L'eau oxygénée étant réactive, son efficacité dépend souvent de sa concentration, de sa fréquence d'utilisation et du moment de son application. Le surdosage est une erreur fréquente, surtout avec les solutions de qualité alimentaire, bien plus concentrées que la solution à 3 % couramment utilisée. Une concentration trop élevée ou une utilisation trop fréquente peuvent endommager les radicelles, responsables de l'absorption des nutriments et de l'eau par la plante. Si ces radicelles sont brûlées, la plante risque de se détériorer avant de se rétablir, voire de ne jamais s'en remettre complètement. Un surdosage peut également endommager le feuillage au contact d'une solution concentrée, provoquant des taches, des zones décolorées ou un aspect légèrement brûlé, mais de façon irrégulière, là où les gouttelettes se sont déposées.

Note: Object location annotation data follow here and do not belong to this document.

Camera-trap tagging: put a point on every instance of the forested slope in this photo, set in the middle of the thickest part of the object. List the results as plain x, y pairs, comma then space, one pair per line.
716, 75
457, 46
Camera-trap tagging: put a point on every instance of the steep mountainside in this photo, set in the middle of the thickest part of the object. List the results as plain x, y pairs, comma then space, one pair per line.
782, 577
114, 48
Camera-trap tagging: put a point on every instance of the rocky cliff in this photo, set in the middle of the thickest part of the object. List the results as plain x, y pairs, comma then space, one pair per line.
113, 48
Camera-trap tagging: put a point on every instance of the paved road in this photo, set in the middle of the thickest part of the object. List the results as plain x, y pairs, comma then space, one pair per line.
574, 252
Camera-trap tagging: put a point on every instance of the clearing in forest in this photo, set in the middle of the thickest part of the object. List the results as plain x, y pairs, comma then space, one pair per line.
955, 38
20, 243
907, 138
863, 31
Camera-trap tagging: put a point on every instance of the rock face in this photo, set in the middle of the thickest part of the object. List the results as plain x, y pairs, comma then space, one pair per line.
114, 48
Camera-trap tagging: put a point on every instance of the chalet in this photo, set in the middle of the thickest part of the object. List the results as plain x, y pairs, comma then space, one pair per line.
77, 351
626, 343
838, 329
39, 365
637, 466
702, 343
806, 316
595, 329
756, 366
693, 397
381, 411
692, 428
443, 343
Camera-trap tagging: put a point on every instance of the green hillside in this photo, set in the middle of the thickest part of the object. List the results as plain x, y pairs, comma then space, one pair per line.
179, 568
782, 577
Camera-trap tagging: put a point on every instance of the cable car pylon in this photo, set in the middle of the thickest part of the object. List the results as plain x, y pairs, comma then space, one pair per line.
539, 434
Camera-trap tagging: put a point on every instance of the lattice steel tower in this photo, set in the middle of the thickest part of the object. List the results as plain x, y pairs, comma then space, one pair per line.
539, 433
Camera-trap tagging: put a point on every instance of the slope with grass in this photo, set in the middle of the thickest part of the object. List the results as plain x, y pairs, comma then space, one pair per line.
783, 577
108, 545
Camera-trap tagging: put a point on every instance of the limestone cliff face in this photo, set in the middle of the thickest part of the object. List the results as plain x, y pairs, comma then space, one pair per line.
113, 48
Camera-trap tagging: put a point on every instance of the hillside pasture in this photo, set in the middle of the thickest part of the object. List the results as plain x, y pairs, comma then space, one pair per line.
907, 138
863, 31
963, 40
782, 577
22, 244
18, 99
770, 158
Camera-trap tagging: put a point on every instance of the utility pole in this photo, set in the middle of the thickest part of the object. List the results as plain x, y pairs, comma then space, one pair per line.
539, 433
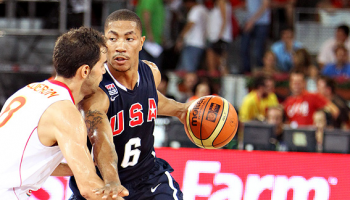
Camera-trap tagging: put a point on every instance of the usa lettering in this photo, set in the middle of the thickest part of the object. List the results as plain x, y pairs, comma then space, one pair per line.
136, 116
255, 184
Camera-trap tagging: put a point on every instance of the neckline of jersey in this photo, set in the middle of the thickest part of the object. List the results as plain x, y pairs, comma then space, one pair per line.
59, 83
119, 84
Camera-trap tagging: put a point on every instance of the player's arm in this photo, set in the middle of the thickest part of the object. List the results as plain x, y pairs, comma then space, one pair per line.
62, 169
166, 106
61, 123
99, 131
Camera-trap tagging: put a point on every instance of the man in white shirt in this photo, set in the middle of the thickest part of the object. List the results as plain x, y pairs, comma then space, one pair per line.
326, 54
192, 37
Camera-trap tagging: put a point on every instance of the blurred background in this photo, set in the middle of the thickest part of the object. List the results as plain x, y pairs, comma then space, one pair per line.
283, 64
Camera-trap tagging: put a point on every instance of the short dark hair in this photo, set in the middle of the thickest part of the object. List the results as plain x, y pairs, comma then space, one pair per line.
329, 83
340, 47
75, 48
344, 28
124, 15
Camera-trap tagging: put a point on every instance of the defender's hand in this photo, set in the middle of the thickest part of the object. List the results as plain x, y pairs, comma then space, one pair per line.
112, 189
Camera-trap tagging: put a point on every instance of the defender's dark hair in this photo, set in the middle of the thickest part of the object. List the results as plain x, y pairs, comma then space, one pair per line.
124, 15
344, 28
76, 48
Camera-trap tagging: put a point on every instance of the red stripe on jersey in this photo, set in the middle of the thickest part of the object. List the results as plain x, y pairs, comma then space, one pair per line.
20, 165
15, 193
62, 85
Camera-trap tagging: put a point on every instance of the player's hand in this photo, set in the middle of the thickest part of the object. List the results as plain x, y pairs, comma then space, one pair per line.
183, 115
112, 189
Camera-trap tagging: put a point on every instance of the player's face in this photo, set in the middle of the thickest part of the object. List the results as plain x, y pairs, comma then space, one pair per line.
95, 77
124, 43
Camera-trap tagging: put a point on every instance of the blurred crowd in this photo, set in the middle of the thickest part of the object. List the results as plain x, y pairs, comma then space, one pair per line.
194, 39
196, 44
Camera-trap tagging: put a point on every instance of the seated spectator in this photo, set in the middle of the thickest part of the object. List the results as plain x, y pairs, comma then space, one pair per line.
201, 89
326, 87
284, 49
301, 105
163, 86
186, 86
341, 66
269, 65
274, 115
192, 38
320, 123
326, 54
257, 101
302, 62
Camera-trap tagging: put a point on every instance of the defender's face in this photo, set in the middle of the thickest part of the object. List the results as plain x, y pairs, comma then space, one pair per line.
124, 43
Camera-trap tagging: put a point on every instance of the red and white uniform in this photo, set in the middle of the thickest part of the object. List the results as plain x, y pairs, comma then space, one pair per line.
300, 109
25, 162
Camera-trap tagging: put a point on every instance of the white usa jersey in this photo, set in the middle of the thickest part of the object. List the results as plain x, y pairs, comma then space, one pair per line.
25, 162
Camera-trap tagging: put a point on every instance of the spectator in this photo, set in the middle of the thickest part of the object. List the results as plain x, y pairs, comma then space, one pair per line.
219, 37
287, 7
269, 64
327, 87
256, 27
274, 115
163, 86
301, 105
192, 37
302, 62
341, 67
320, 123
201, 89
152, 15
257, 101
326, 54
284, 49
187, 85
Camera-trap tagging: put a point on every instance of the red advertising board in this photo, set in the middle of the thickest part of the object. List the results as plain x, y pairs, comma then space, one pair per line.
241, 175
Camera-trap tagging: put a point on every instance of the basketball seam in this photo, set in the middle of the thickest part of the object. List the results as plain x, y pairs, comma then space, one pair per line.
200, 130
234, 130
228, 112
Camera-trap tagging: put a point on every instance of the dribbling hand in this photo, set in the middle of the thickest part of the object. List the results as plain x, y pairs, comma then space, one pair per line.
112, 189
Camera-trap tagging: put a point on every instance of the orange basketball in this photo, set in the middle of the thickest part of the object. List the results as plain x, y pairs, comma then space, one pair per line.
211, 122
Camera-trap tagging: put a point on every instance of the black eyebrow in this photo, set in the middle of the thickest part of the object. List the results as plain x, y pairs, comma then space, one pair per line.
130, 33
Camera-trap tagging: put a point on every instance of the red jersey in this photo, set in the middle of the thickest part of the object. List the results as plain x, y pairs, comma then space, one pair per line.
300, 109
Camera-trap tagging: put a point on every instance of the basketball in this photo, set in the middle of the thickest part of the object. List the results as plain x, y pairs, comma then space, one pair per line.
211, 122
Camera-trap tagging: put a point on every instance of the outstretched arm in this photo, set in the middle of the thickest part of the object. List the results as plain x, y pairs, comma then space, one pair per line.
166, 106
61, 123
62, 169
94, 111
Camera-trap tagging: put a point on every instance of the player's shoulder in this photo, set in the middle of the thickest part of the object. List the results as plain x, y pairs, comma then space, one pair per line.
155, 71
99, 100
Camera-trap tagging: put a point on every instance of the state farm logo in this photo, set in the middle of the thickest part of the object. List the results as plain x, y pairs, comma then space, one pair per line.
279, 185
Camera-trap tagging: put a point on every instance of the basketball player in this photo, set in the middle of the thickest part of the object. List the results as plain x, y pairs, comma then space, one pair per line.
40, 124
129, 102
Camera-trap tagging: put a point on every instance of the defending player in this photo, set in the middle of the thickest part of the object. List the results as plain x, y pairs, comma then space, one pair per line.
129, 103
40, 124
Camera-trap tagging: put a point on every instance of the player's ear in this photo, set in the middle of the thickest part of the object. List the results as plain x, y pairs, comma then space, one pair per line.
84, 71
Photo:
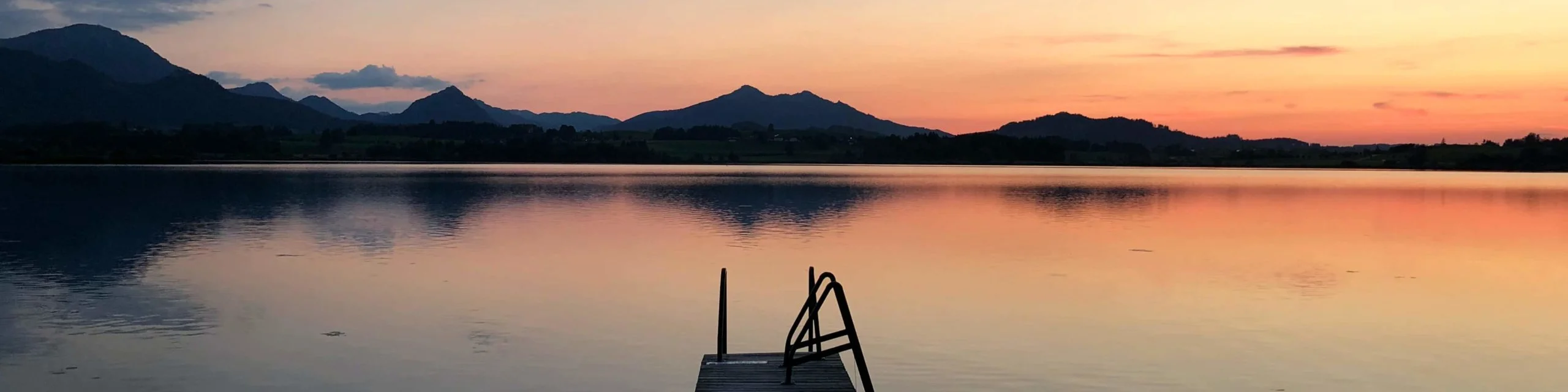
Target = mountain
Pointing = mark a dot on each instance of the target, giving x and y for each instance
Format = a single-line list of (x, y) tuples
[(35, 88), (443, 107), (502, 116), (1082, 127), (326, 107), (802, 110), (116, 55), (578, 119), (259, 90)]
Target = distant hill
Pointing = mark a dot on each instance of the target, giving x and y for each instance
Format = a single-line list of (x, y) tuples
[(802, 110), (35, 88), (1081, 127), (116, 55), (578, 119), (446, 105), (328, 107), (259, 90), (504, 116)]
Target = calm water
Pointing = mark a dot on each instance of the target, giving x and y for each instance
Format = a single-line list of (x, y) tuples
[(604, 278)]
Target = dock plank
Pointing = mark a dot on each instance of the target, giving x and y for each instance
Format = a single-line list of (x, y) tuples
[(761, 372)]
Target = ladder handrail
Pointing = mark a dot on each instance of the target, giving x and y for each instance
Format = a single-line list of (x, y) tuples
[(810, 334)]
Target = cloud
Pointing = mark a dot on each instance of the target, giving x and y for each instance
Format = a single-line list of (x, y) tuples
[(230, 79), (1449, 94), (1081, 40), (375, 77), (375, 107), (1076, 40), (1101, 98), (16, 21), (1298, 51), (1401, 110), (234, 79), (18, 18)]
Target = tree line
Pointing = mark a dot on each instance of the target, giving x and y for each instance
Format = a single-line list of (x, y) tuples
[(742, 143)]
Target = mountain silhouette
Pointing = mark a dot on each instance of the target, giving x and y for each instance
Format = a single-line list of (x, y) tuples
[(578, 119), (502, 116), (443, 107), (35, 88), (802, 110), (1082, 127), (259, 90), (328, 107), (119, 57)]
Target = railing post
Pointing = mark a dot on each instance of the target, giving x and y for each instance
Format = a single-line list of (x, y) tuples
[(723, 323), (855, 341), (814, 323)]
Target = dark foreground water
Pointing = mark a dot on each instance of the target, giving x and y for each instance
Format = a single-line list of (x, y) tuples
[(604, 278)]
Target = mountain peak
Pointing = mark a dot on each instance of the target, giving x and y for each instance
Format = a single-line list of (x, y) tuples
[(747, 90), (807, 93), (116, 55), (326, 107), (446, 105), (802, 110), (259, 90), (88, 27)]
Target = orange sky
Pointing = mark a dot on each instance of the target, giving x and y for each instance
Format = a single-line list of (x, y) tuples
[(1325, 71)]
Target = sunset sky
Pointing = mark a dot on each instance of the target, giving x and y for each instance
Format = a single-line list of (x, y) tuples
[(1324, 71)]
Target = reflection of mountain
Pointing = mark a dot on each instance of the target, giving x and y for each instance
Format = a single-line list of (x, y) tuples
[(756, 208), (1088, 201)]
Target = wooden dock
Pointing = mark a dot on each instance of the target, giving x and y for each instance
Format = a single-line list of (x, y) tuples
[(763, 374)]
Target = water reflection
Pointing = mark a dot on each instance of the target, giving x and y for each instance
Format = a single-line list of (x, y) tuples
[(750, 209), (502, 278)]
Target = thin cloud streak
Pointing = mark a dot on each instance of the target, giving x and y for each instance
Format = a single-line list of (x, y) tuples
[(375, 77), (1297, 51), (1401, 110), (1449, 94)]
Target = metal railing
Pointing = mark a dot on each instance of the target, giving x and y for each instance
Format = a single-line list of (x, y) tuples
[(807, 336)]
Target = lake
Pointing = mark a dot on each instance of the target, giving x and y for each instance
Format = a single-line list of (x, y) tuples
[(606, 278)]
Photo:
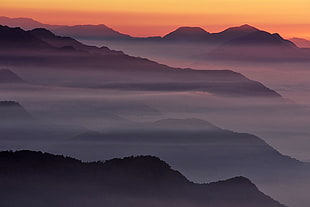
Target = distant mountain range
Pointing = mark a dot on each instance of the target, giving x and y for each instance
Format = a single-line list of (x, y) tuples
[(302, 43), (236, 43), (39, 48), (7, 76), (18, 124), (132, 181)]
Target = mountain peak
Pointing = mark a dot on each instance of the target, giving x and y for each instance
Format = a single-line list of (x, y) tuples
[(188, 33), (7, 76), (10, 110), (241, 29)]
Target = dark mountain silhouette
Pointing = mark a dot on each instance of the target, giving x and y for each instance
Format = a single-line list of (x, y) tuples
[(198, 37), (91, 32), (16, 38), (198, 143), (10, 110), (234, 32), (25, 23), (67, 42), (40, 48), (7, 76), (300, 42), (100, 32), (132, 181), (188, 34), (261, 38)]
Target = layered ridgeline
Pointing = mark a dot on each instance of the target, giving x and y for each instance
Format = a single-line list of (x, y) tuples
[(132, 181), (9, 77), (72, 63), (235, 43), (17, 124), (199, 148)]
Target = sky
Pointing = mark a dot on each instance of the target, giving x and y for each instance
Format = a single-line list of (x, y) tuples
[(157, 17)]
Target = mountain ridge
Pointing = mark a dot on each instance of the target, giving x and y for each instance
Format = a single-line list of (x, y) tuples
[(113, 180)]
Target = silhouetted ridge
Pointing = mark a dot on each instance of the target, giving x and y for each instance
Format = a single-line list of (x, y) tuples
[(122, 71), (11, 110), (91, 32), (262, 38), (7, 76), (18, 38), (188, 33), (138, 181)]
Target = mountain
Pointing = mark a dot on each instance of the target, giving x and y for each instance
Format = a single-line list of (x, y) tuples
[(10, 110), (205, 44), (7, 76), (132, 181), (25, 23), (234, 32), (94, 32), (91, 32), (104, 68), (188, 34), (16, 38), (192, 144), (18, 124), (302, 43)]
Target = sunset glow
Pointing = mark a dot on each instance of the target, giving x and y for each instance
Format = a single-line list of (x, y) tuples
[(145, 18)]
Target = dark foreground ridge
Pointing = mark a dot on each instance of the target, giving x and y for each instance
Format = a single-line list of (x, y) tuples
[(40, 179)]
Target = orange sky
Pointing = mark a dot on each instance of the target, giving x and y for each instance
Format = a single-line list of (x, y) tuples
[(157, 17)]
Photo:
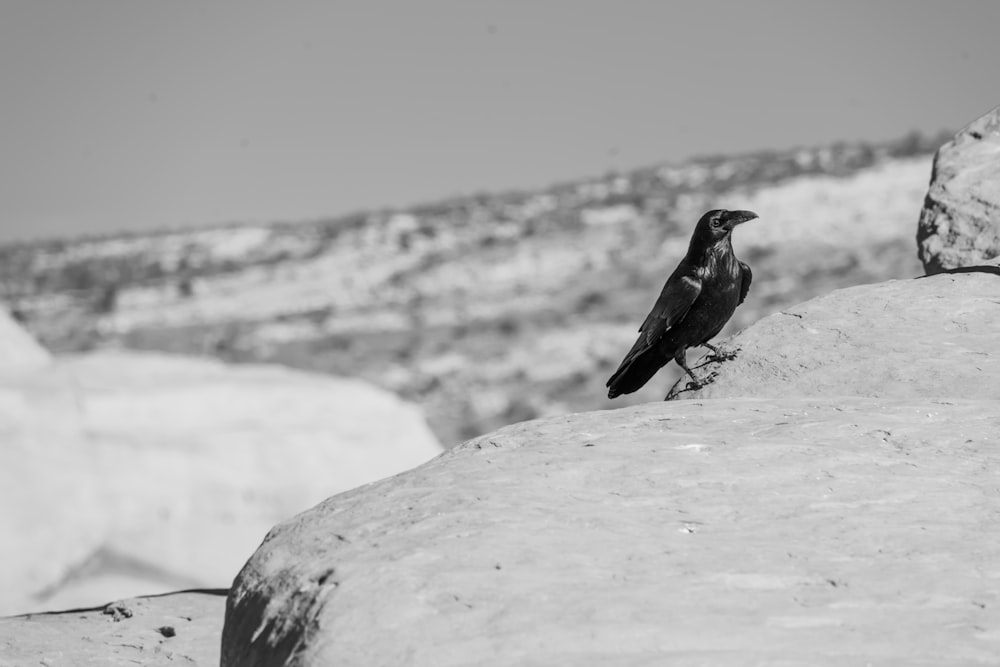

Il existe aussi des « déséquilibres » subtils que le peroxyde d'hydrogène peut créer, même sans brûlure visible. L'un d'eux est l'instabilité biologique. Si la zone racinaire dépend de micro-organismes bénéfiques pour la transformation des nutriments, la protection des racines et le développement de leur résistance, le peroxyde d'hydrogène peut perturber ces populations de manière répétée. Il en résulte une zone racinaire qui ne se stabilise jamais : elle paraît propre un instant, puis redevient visqueuse, faute d'une communauté microbienne saine pour occuper l'espace et se développer. Un autre problème est celui de la fausse confiance : le cultivateur constate une amélioration rapide, pense que le problème racinaire est résolu et maintient les mêmes conditions qui ont causé le stress, comme une eau chaude, une mauvaise aération ou un substrat constamment saturé. Le problème réapparaît alors, souvent plus grave, car les racines de la plante ont été soumises à un stress répété.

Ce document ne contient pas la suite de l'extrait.